We worship in heaven, and we are unified with those who join us there in worship—including those believers in other nations, and those who died long before us.  This unity surpasses any earthly tie, including ties of where you were born—or when.

The saints of every age and place are Our People, and we should hear the voices of those who have gone before us.  They are sinners, and they can be wrong.  But so can we, and so we listen to their wise counsel, and—as always—measure everything by Scripture.  We cannot be revolutionaries, because we belong to a long line of people from whom we cannot separate, even though we may want to.  “Behold, I make all things new” is not something that we are allowed to say—and it doesn’t work anyhow.

If we cannot remake our church, or our society, or our world at a stroke, through revolution, then what are we to do?

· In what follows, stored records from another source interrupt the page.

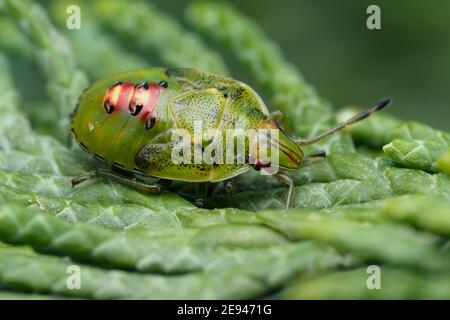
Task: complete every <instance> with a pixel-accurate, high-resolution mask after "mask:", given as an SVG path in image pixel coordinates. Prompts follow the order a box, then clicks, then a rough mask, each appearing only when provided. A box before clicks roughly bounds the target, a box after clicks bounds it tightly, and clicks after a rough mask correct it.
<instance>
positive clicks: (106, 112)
mask: <svg viewBox="0 0 450 320" xmlns="http://www.w3.org/2000/svg"><path fill="white" fill-rule="evenodd" d="M103 107H104V108H105V111H106V113H108V114H109V113H112V112H113V111H114V105H113V104H112V103H111V102H109V101H105V104H104V105H103Z"/></svg>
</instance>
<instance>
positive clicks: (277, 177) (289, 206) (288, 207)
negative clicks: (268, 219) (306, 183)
mask: <svg viewBox="0 0 450 320" xmlns="http://www.w3.org/2000/svg"><path fill="white" fill-rule="evenodd" d="M275 178H277V179H278V180H279V181H281V182H283V183H284V184H285V185H286V186H287V187H288V188H289V191H288V195H287V198H286V205H285V207H286V209H289V208H290V206H291V202H292V195H293V194H294V181H293V180H292V179H291V178H290V177H288V176H287V175H285V174H283V173H277V174H276V175H275Z"/></svg>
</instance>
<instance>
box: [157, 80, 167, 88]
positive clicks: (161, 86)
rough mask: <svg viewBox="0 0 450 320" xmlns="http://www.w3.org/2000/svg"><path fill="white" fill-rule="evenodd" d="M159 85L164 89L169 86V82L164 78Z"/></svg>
mask: <svg viewBox="0 0 450 320" xmlns="http://www.w3.org/2000/svg"><path fill="white" fill-rule="evenodd" d="M158 85H159V86H160V87H161V88H164V89H167V88H168V87H169V83H168V82H167V81H166V80H162V81H161V82H160V83H159V84H158Z"/></svg>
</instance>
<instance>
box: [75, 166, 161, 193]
mask: <svg viewBox="0 0 450 320" xmlns="http://www.w3.org/2000/svg"><path fill="white" fill-rule="evenodd" d="M96 178H106V179H108V180H112V181H116V182H119V183H121V184H124V185H126V186H129V187H132V188H134V189H137V190H139V191H142V192H146V193H160V192H161V191H162V190H163V189H164V187H166V186H167V185H168V182H169V180H162V179H161V180H160V181H158V182H157V183H155V184H147V183H144V182H141V181H138V180H136V179H135V178H131V177H126V176H123V175H120V174H118V173H115V172H111V171H108V170H104V169H97V170H94V171H91V172H89V173H88V174H86V175H84V176H80V177H77V178H74V179H72V181H71V182H72V186H76V185H79V184H81V183H83V182H86V181H88V180H92V179H96Z"/></svg>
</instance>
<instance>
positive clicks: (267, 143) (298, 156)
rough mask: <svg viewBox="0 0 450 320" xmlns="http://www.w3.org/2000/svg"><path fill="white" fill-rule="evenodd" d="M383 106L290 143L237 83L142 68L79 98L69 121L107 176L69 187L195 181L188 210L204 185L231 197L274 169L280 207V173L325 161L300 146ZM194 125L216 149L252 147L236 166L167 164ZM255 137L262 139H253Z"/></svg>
mask: <svg viewBox="0 0 450 320" xmlns="http://www.w3.org/2000/svg"><path fill="white" fill-rule="evenodd" d="M389 102H390V100H389V99H385V100H382V101H381V102H379V103H378V104H376V105H375V106H374V107H372V108H370V109H369V110H367V111H364V112H361V113H359V114H357V115H355V116H354V117H352V118H350V119H348V120H347V121H345V122H343V123H341V124H338V125H337V126H335V127H333V128H330V129H328V130H326V131H325V132H323V133H321V134H319V135H317V136H315V137H312V138H308V139H298V138H292V137H289V136H288V135H287V134H286V133H285V131H284V130H283V129H282V128H281V127H280V126H279V124H278V121H279V120H281V114H280V113H279V112H275V113H269V111H268V110H267V107H266V106H265V104H264V102H263V101H262V99H261V98H260V97H259V95H258V94H257V93H256V92H255V91H254V90H253V89H252V88H250V87H249V86H248V85H246V84H244V83H242V82H239V81H236V80H233V79H230V78H225V77H222V76H219V75H214V74H210V73H205V72H200V71H197V70H194V69H188V68H173V69H163V68H149V69H143V70H138V71H131V72H125V73H121V74H118V75H114V76H111V77H109V78H107V79H105V80H102V81H98V82H96V83H94V84H93V85H92V86H91V87H90V88H88V89H87V90H86V91H85V92H84V93H83V94H82V95H81V96H80V100H79V103H78V105H77V107H76V109H75V111H74V113H73V114H72V122H71V131H72V132H73V134H74V136H75V139H76V140H77V141H78V143H79V144H80V145H81V146H82V147H83V149H85V150H86V151H87V152H88V153H90V154H92V155H93V156H95V157H96V158H98V159H100V160H102V161H104V162H105V163H107V164H108V165H110V167H111V170H105V169H98V170H95V171H93V172H91V173H89V174H87V175H86V176H82V177H78V178H75V179H73V180H72V184H73V185H77V184H79V183H81V182H83V181H86V180H88V179H91V178H96V177H104V178H108V179H111V180H115V181H118V182H121V183H124V184H126V185H129V186H132V187H135V188H137V189H139V190H141V191H145V192H149V193H160V192H161V191H162V190H163V189H164V188H166V187H167V186H168V184H169V183H170V182H171V181H172V180H181V181H189V182H198V183H199V186H200V187H199V188H198V190H197V191H198V192H197V200H196V204H197V205H199V206H202V205H204V204H205V201H206V183H207V182H218V181H224V184H225V190H226V192H227V193H229V194H230V195H231V194H232V193H233V188H232V184H231V180H230V179H231V178H233V177H235V176H237V175H239V174H242V173H244V172H246V171H248V170H250V169H255V170H263V171H264V170H265V171H268V172H271V171H270V170H269V167H270V168H271V169H274V168H275V169H276V170H274V171H272V172H273V173H271V174H273V175H274V176H275V177H276V178H278V179H279V180H280V181H282V182H283V183H285V184H286V185H287V186H288V187H289V191H288V195H287V199H286V207H287V208H288V207H289V206H290V203H291V200H292V193H293V186H294V185H293V181H292V179H291V178H290V177H289V176H288V175H286V174H285V172H286V171H289V170H296V169H299V168H300V167H301V166H302V164H303V163H304V162H305V161H306V160H307V159H311V158H312V157H318V156H319V157H320V156H321V157H323V156H325V153H324V152H322V153H314V154H311V155H307V156H304V155H303V152H302V149H301V147H302V146H305V145H309V144H312V143H315V142H317V141H319V140H321V139H323V138H325V137H327V136H329V135H331V134H332V133H334V132H336V131H338V130H341V129H343V128H344V127H346V126H347V125H349V124H352V123H355V122H357V121H359V120H362V119H364V118H366V117H368V116H369V115H371V114H372V113H373V112H375V111H378V110H381V109H382V108H384V107H385V106H387V105H388V104H389ZM199 123H200V124H201V125H202V130H210V129H211V130H215V132H219V133H222V134H223V136H222V137H220V138H218V139H216V140H215V141H216V142H217V141H219V142H220V141H222V142H223V141H224V139H225V138H224V137H225V136H226V134H227V133H228V132H229V130H230V129H231V130H242V131H243V130H247V131H249V130H250V131H251V130H253V131H252V132H256V133H257V134H256V136H257V137H258V140H257V141H258V142H260V144H259V145H258V146H257V147H252V146H253V145H251V143H250V142H249V141H250V140H249V139H247V140H245V143H244V153H243V154H244V156H243V157H241V158H239V161H232V162H229V161H227V162H224V161H220V159H219V161H216V162H212V163H211V162H206V161H203V162H195V161H191V160H192V157H191V155H189V156H188V157H187V160H189V161H187V162H186V161H185V162H182V163H180V162H176V161H174V151H175V148H177V147H179V146H180V144H179V143H180V141H179V140H176V139H175V140H174V138H173V137H174V132H175V131H176V130H183V132H184V133H186V132H187V133H188V134H191V135H194V136H195V130H196V127H195V126H196V125H197V124H199ZM264 130H265V131H264ZM260 131H261V132H264V134H262V135H261V134H259V132H260ZM273 133H275V134H273ZM208 142H211V141H206V142H205V141H203V140H201V141H200V142H198V143H197V142H193V143H188V144H185V145H183V146H184V147H192V149H193V150H195V149H196V148H199V149H200V151H204V150H205V149H206V148H207V147H208ZM225 144H226V143H225ZM262 145H265V146H269V147H270V148H271V149H270V150H271V151H270V152H262V147H261V146H262ZM216 146H217V144H216ZM225 149H227V148H223V149H214V151H216V153H217V150H220V151H218V152H219V153H220V154H219V156H224V157H225V153H226V151H225ZM229 149H230V148H228V150H229ZM232 150H235V145H233V149H232ZM194 153H195V152H194ZM274 154H277V157H274V156H273V155H274ZM216 156H218V154H214V158H215V159H216V158H217V157H216ZM236 158H237V157H235V158H234V160H237V159H236ZM115 169H121V170H115ZM119 171H122V172H124V171H125V172H127V173H128V172H129V173H137V174H138V175H143V176H149V177H156V178H159V181H158V183H156V184H152V185H150V184H147V183H145V182H144V181H142V180H138V179H136V178H135V176H136V175H129V174H128V175H124V174H121V173H119Z"/></svg>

In Eden, the river that flows from the sanctuary waters the world.  In the New Jerusalem, the river flows from under the throne of God, and the leaves of the trees beside it are for the healing of the nations.  In between, Jesus says “He who believes in Me, as the Scriptures have said, out of his belly will flow rivers of living water.”

The life of the world flows from God through the sanctuary, through our worship; this is our first and most powerful agent of cultural change.  Worship is a weapon by which we may battle God’s enemies and serve the people of the World at the same time.  When we resort to carnal weapons, there is always collateral damage, but worship harms no one except those who insist on remaining enemies of God.

The charge therefore is this: Every change in your life, every difficulty, every new situation, should come first into your worship.  Praise God, thank Him, ask for what you need.  Situate your life in God-honoring heavenly worship before the throne of Grace.  Then, having done that, pray that God’s will be done on earth as it is in heaven—and watch as God answers your prayers.